Additionally, the former Executive Director may not have been well liked by some of her colleagues. An article by the Pittsburg Post-Gazette reads:
Former employees estimate that in Ms. Braunstein’s 13-month tenure as executive director of the Western PA Humane Society, more than a third of the roughly 60-member staff was either fired or quit.
Of course, there’s two sides to every story. Supporter Anya Dobratz started her own Change.org petition, speaking of Braunstein’s achievements while in the position. It reads:
Mrs. Braunstein has proven herself to be effective at her job since beginning the position in 2015, including but not limited to an increase of donations, more community awareness and outreach, advocacy and bottle baby programs as well as a more effectively-run shelter overall.
Another interesting point: Dobratz writes that, along with the purebred puppy, Braunstein has adopted many rescue animals into her family. What’s more, some say that the decisions she makes in the privacy of her own home should not affect her professional reputation.
In an article by CBS Pittsburg, Dobratz said:
“I’m seeing a lot of hateful, ad hominem, unreasonable comments that are just kind of disturbing…I feel like the purebred community and the rescue community need to work together, instead of against one another.”
But despite support amidst the scrutiny, a bewildered Braunstein told the Pittsburgs Post-Gazette how stunned she was to have received such backlash, having dedicated her life to advocating for animals.
After being bullied and threatened, Braunstein went on administrative leave, and ultimately decided to step down from her position. She said that above all, she feared for the safety of her children.
“I have two small children…The violence that’s been called for … all I’m focused on right now is making sure that my 2-year-old and 6-year-old are safe from harm,” she said to the Post-Gazette.
Some of the threats were so severe that two women, named Diane Bandy and Tara Vybiral, have been charged with harassment.
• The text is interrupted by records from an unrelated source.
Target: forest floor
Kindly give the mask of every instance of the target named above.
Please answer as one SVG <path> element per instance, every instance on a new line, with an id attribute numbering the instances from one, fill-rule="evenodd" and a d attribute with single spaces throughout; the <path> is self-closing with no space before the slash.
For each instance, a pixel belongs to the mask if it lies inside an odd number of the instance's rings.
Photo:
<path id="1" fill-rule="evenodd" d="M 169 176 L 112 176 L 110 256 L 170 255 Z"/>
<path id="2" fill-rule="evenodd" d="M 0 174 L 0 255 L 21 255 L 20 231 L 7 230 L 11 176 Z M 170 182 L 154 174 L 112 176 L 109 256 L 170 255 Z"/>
When announcing her resignation, Joy Braunstein’s official statement was as follows:
Given the present circumstances, I have made a personal choice to step away from The Western Pennsylvania Humane Society and resign my position effective immediately out of respect for my family and out of respect for the organization. I wish the Western Pennsylvania Humane Society well and will continue to be a supporter of the organization. At this time, I have not decided what I plan to do next professionally. Before I do, I plan to take some time with my family. I want to thank the Western Pennsylvania Humane Society for my time there and everyone else for their concern, but I have no further comment.
You’ve heard both sides; now we want to hear from you – do you think Braunstein made the right decision to resign?